Project Summary/Abstract
The long-term goals of this proposal are to explore the protein dimerization interface as an area for therapeutic
intervention. Protein dimerization/oligomerization is a recurring theme in biology representing the mechanism
by which hundreds of proteins regulate key cellular processes such as enzymatic activity and signal transduction.
This non-covalent protein homo- or heterodimerization is mediated by hydrophobicity and both shape and charge
complementarity. Once thought to be undruggable, dimer interfaces are emerging as an area for powerful
therapeutic intervention for inflammatory diseases, pain, genetic diseases, cancer, and other diseases. The goal
of this proposal is to develop a clinically relevant small protein dimerization inhibitor. As a model, we will use
our dimerization coiled-coil (cc) inhibitor of Bcr-Abl. Bcr-Abl is an example of a protein that must dimerize to
enable its oncogenic activity. Bcr-Abl, results from an abnormal chromosomal translocation, manifests as a
constitutively active tyrosine kinase and causes of 95% of chronic myeloid leukemias (CML). We build on our
novel, computationally designed Bcr coiled-coil mutant (ccmut) that selectively dimerizes with Bcr-Abl and inhibits
its activity. When virally delivered as a gene, ccmut is effective against wild-type and mutant forms of Bcr-Abl.

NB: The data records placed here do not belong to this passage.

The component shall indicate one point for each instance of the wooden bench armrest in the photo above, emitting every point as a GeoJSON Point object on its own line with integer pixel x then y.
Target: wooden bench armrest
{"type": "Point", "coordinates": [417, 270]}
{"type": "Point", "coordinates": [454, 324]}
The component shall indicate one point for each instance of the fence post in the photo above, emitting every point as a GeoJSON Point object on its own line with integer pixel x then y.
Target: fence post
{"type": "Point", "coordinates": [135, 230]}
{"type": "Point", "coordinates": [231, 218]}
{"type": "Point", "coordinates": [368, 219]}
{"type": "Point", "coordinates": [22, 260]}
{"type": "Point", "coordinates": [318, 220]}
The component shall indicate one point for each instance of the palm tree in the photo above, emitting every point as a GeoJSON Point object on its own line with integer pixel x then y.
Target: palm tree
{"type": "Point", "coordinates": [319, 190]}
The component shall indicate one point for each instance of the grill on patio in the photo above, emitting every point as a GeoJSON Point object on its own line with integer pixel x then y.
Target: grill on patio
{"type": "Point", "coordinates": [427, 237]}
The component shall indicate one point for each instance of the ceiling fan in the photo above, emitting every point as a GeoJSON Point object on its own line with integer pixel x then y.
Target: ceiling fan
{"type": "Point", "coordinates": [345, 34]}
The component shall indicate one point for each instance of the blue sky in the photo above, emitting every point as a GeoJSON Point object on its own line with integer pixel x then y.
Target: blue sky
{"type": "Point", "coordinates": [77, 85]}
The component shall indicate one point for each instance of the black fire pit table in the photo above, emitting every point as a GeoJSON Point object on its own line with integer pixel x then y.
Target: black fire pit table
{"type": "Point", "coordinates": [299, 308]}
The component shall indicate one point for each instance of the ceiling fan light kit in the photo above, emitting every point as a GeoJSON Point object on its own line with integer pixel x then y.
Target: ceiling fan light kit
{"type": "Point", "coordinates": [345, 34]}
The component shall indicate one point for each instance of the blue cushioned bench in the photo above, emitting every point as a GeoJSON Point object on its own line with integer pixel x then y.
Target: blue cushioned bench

Our ccmut specifically favors heterodimerization with Bcr-Abl to disrupt Bcr-Abl dimerization, a necessary step for
oncogenesis, and thus represents a novel therapeutic strategy. We have also fused ccmut to a non-toxic cell-
penetrating peptide with known leukemia cell specificity and showed that it disrupts Bcr-Abl dimerization and
enters and kills leukemia cells. For this proposal, we will explore peptide stapling technologies (to increase
proteolytic stability) and native chemical ligation to synthesize 2 shorter stapled peptides into a longer therapeutic
protein domain. We will first computationally model possible staple locations that maintain target affinity. These
stapled versions (CPP-St-ccmut) are predicted to enter cells, resist serum proteolysis, bind to Bcr-Abl and inhibit
its activity. We will then test the activity of our constructs with and without TKI ponatinib to test “multidomain
targeting” of Bcr-Abl in CML cell lines, CML patient samples, and a CML animal model. Aims are as follows: Aim
1: Computationally design and synthesize with solid state peptide synthesis and native chemical ligation, a
leukemia-specific, stapled cc inhibitor (CPP-St-ccmut) against Bc-Abl. Aim 2: Determine cell internalization,
binding, and apoptotic ability of CPP-St-ccmut candidates in leukemic cell lines including those with clinically
relevant mutations that are resistant to TKIs, and cells derived from patient samples, alone and in combination
with ponatinib. Aim 3: Demonstrate efficacy of CPP-St-ccmut with and without ponatinib in a simple, pre-clinical
mouse model of CML (syngeneic mouse model using intravenously injected BaF/3 cells expressing drug-
resistant Bcr-Abl variants, including compound mutants). Our goal is to develop a stapled protein domain
targeting the protein-protein dimerization interface Bcr-Abl kinase.